3食きっちりと食べることが健康的だという神話がありますが、恐らくウソでしょう。
11人の健康な平均年齢31歳、BMI20~30(平均24)、体脂肪率が12~30%(平均24%)のある程度トレーニング経験がある人が対象です。参加者は安定した体重に必要なすべてのエネルギー(カロリー)を、1日3食(朝食、昼食、夕食)または1日1食(17:00から19:00の間で1食)で11日間過ごしました。自己申告によるエネルギー摂取量は1日3食でも1食でも差がなく約2,400kcal程度でした。自己申告なのでデータの質が低い可能性が高いです。(図は原文より)
1日3食と比較して1食だと体重が減少し、脂肪も減少しています。除脂肪体重はどちらもわずかに減少しましたが、両群に有意な差はありません。骨密度の違いもありません。また、1食では安静時のエネルギー消費が減少する傾向にあり、LDLコレステロールが増加します。
1日の血糖値の平均値はどちらも似たようなものですが、やはり空腹が長い1日1食では血糖値が低い時間帯も多くなっています。食後のインスリンも違いはありませんでした。
身体能力の違いもありません。
Aは脂肪の酸化、Bは炭水化物の酸化、CはRQ(呼吸商)、Dはエネルギー消費、Eは乳酸、Fは心拍数、Gはボルグスケール(主観的運動強度)、Hはエネルギー消費に対する脂肪およびグルコース酸化の相対的な寄与の図です。1日1食では脂肪の酸化、つまり脂肪をエネルギー源にするのは増加し、炭水化物の酸化は減少しました。それに伴い呼吸商も低下しました。それ以外は違いはなく、食事回数を減らしただけでは運動強度による運動時の脂肪の酸化の割合は変化しませんでした。ここが糖質制限との違いでしょう。
正直に言って、11日の研究期間では短すぎます。適応を考えれば最低1か月でしょう。それでも体重に違いが出ました。ただ、これはもしかしたら、1日1回の食事で3回分と同じエネルギー量の食事をするので、吸収率が低下しているかもしれません。または実際には3回分の食事を1回では食べきれなかった可能性もあります。
吸収率が変わらないのであれば、1日1食は体重を減少させると言えます。体重はカロリー摂取量と消費量では決まらないということです。糖質過剰摂取でさえ食事回数が減少すると脂肪をエネルギー源にする時間と能力が増加し、インスリン分泌が増加している時間も増え、その分体重が減少するのでしょう。
人間、1日3食+間食が当たり前の時代になりましたが、代謝的には不健康な人が激増しています。こんなに頻回に食事をするようには進化してこなかったので、こんなに多くの回数の食事をしたら様々な不具合が出てきても不思議ではありません。
1日3食が健康的であるというのは食品産業が作り出したものでしょう。間食なんてもちろん必要ありませんが、1日1食か2食で十分でしょう。
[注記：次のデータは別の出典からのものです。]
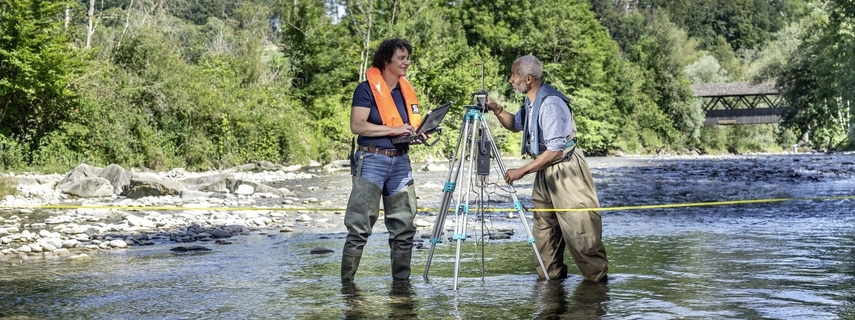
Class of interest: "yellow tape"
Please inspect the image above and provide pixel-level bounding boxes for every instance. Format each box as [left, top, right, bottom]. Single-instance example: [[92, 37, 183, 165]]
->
[[0, 195, 855, 212]]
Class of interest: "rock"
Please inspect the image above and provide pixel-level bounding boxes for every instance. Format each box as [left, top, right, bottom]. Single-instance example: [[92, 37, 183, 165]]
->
[[98, 164, 133, 195], [109, 240, 128, 248], [68, 253, 92, 260], [169, 246, 211, 252], [211, 229, 232, 238], [309, 247, 334, 254], [234, 184, 255, 195], [125, 175, 186, 199]]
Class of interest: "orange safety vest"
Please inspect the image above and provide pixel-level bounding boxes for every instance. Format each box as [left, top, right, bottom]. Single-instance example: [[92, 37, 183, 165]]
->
[[365, 67, 422, 128]]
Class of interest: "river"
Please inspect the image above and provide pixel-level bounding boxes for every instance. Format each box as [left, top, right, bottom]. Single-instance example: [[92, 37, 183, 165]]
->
[[0, 154, 855, 319]]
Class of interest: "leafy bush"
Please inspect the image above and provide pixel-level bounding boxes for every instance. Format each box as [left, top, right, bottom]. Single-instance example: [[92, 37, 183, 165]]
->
[[0, 176, 18, 197]]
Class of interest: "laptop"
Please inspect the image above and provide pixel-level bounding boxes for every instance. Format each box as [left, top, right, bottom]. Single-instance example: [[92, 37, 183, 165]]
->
[[392, 101, 452, 143]]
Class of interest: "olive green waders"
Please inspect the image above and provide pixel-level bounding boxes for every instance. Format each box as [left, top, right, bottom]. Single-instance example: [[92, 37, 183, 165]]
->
[[341, 177, 417, 282], [531, 148, 609, 281]]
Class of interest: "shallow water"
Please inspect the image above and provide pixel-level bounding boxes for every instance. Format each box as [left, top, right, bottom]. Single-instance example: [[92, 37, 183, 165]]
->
[[0, 155, 855, 319]]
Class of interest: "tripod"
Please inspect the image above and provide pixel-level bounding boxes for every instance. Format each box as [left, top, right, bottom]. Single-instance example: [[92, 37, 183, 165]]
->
[[424, 99, 549, 291]]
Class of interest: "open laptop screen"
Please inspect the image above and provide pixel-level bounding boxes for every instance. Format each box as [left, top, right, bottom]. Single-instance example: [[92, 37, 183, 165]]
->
[[392, 101, 451, 143]]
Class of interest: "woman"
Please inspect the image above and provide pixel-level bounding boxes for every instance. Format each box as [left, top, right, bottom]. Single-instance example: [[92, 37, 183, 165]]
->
[[341, 39, 421, 283]]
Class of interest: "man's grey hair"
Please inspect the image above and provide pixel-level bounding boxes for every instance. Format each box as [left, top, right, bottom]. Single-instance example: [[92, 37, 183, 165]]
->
[[514, 55, 543, 81]]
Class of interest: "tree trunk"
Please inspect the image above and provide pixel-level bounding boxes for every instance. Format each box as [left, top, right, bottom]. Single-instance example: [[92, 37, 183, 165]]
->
[[86, 0, 95, 49]]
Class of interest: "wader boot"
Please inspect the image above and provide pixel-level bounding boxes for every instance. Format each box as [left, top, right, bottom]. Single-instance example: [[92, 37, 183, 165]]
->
[[383, 181, 417, 280], [341, 177, 381, 283]]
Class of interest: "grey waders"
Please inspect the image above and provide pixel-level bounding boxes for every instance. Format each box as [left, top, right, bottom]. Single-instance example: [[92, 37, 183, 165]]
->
[[383, 181, 417, 280], [341, 177, 381, 282], [341, 177, 417, 283], [341, 177, 417, 283]]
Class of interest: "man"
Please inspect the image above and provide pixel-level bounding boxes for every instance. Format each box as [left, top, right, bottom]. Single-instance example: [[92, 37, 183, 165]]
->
[[341, 39, 426, 284], [487, 55, 608, 282]]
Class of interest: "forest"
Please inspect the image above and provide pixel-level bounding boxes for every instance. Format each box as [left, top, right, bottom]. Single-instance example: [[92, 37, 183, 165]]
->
[[0, 0, 855, 172]]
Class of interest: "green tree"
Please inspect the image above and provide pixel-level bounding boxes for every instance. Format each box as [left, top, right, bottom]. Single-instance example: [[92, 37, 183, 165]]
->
[[0, 0, 84, 159]]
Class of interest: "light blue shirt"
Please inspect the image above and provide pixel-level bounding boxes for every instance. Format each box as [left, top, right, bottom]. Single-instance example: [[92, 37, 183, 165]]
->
[[514, 96, 573, 152]]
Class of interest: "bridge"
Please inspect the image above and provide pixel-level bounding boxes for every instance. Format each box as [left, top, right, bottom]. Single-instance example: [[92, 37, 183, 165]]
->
[[691, 82, 789, 126]]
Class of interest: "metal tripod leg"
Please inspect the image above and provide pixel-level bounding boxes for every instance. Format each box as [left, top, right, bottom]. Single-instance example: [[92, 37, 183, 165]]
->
[[424, 109, 549, 284], [424, 110, 474, 280], [454, 111, 480, 291]]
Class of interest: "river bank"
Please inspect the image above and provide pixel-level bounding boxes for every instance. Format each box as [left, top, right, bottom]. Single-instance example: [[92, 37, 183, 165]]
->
[[0, 154, 855, 262]]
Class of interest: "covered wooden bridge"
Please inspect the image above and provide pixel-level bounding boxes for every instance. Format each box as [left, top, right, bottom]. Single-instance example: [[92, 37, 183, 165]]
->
[[691, 82, 789, 126]]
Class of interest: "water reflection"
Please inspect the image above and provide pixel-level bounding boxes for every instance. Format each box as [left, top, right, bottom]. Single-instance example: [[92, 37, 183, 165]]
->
[[341, 281, 418, 319], [533, 280, 609, 320], [0, 157, 855, 320], [388, 281, 418, 319]]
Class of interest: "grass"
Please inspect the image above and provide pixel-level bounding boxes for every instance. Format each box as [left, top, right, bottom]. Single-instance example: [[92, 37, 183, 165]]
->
[[0, 177, 18, 197]]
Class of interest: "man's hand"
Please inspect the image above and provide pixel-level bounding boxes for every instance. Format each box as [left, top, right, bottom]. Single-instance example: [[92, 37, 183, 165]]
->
[[505, 168, 528, 185], [487, 96, 504, 113], [410, 133, 430, 144]]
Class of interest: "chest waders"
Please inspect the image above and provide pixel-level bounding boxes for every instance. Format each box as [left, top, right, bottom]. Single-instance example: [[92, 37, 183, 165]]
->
[[341, 161, 417, 283]]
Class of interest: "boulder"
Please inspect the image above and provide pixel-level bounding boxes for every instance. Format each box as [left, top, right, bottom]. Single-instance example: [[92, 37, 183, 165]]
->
[[125, 175, 186, 199], [98, 164, 133, 195]]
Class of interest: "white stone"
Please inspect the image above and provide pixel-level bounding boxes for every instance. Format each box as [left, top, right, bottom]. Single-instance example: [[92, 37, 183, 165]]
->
[[109, 239, 128, 248], [235, 184, 255, 195]]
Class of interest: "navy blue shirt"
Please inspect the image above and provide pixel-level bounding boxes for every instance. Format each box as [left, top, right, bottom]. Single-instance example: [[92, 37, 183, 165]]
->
[[351, 81, 410, 151]]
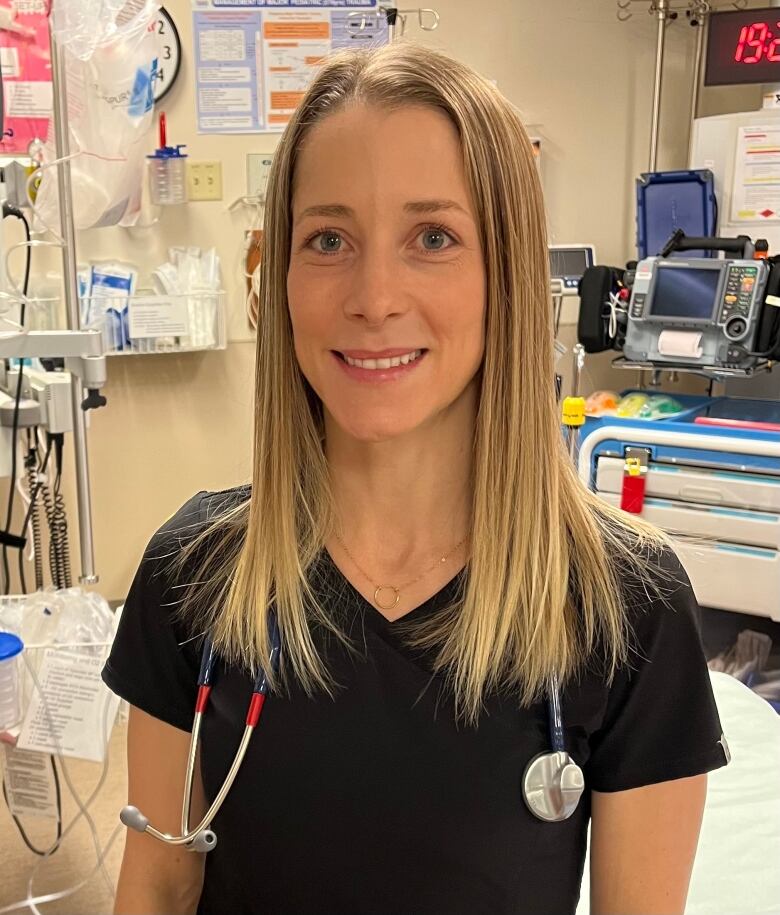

しかし、この研究が記事になると、歪められて伝えられます。(記事はここ)
「‘One meal a day’ diet popular with celebrities could do more harm than good – here’s why」
「有名人に人気の「1日1食」ダイエットは、良いことよりも害を及ぼす可能性がある。その理由は次のとおり。」
1日1食だけだと、体重と体脂肪量が大幅に減少しました。しかし、除脂肪体重と骨密度が大幅に減少しました。 この食事を長期間続けると、筋肉機能が低下し、骨折のリスクが高くなる可能性があります。
1食群で除脂肪体重が減少したのは事実で、筋肉が減少したのかもしれません。しかし、たった0.7kgです。3食群でも0.3kg減少しています。両群の有意差はありませんし、このままどちらも筋肉が減り続けるとは思えません。骨密度も両群に差がありません。しかし、記事の文章では大幅に減少したと書かれています。
様々な研究を紹介する記事はよく見かけます。多くの人はその記事の元になっている論文の中身までちゃんと読みません。だから、適当なウソをついても通常はバレません。結果だけ、またはその結果さえ捻じ曲げられて伝わっていきます。
日本人はあまり疑いません。だから日本だけ新型コロナワクチンを何回も接種し続けても疑問に思いません。自分で考えないように教育されてきた賜物でしょう。
騙されないためにまずは自分でよく考えましょう。
「Differential Effects of One Meal per Day in the Evening on Metabolic Health and Physical Performance in Lean Individuals」
「やせた人のメタボリックヘルスと身体能力に対する夕方の1日1食の異なる効果」(原文はここ)
10年ほど、一日一食(スーパー糖質制限、たまに二日一食)ですが、体重は安定してます。
体調良好で健診もLDL高値以外は引っ掛かりません。
筋肉量に関してはやはり運動量のほうが顕著に影響する感覚です。
鈴木 武彦さん、コメントありがとうございます。
筋肉はやはりタンパク質と運動だと思います。